Terry Plasse, MD, RedHill’s Medical Director said: "To date, the collaboration with Aarhus University has led to findings with MESUPRON on the structure activity relationships between its active metabolite UK-1 and proteases, an established family of molecular targets with therapeutic potential in oncology indications. Previous non-clinical trials conducted in Denmark with Aarhus University have identified multiple proteases, which may be more sensitive to MESUPRON than the originally proposed target, uPA. We hope that further evaluation of MESUPRON, together with Aarhus University, will enable the optimal selection of appropriate patients toward demonstrating the activity of MESUPRON in forthcoming planned clinical trials."

The Non-clinical studies with MESUPRON are intended to support the clinical data from previous Phase I and Phase II studies, and may allow RedHill to take a precision medicine approach going forward.

About MESUPRON:
MESUPRON is a proprietary, first-in-class, orally administered protease inhibitor. Protease inhibitors, including urokinase-type plasminogen activators (uPa), have been shown to play key roles in tumor invasion and the metastasis process.

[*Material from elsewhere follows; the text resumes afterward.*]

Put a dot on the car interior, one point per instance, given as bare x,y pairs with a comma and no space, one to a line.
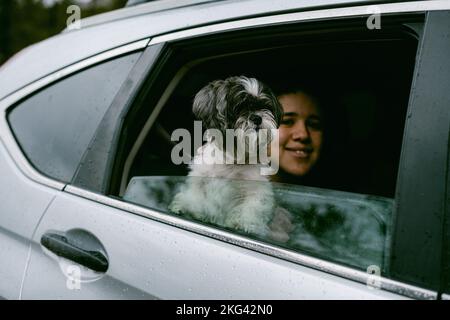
364,88
362,80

High levels of certain proteases, including uPA, are associated with poor prognosis in various solid tumor cancers, such as pancreatic, gastric, breast and prostate cancers. MESUPRON presents a promising new non-cytotoxic approach to cancer therapy with several potential mechanisms of action to inhibit both tumor metastasis and growth. MESUPRON has undergone several Phase I studies and two Phase II proof-of-concept studies. The first Phase II study was in locally advanced, unresectable pancreatic cancer and the second study in metastatic breast cancer in combination with first-line chemotherapeutic agents.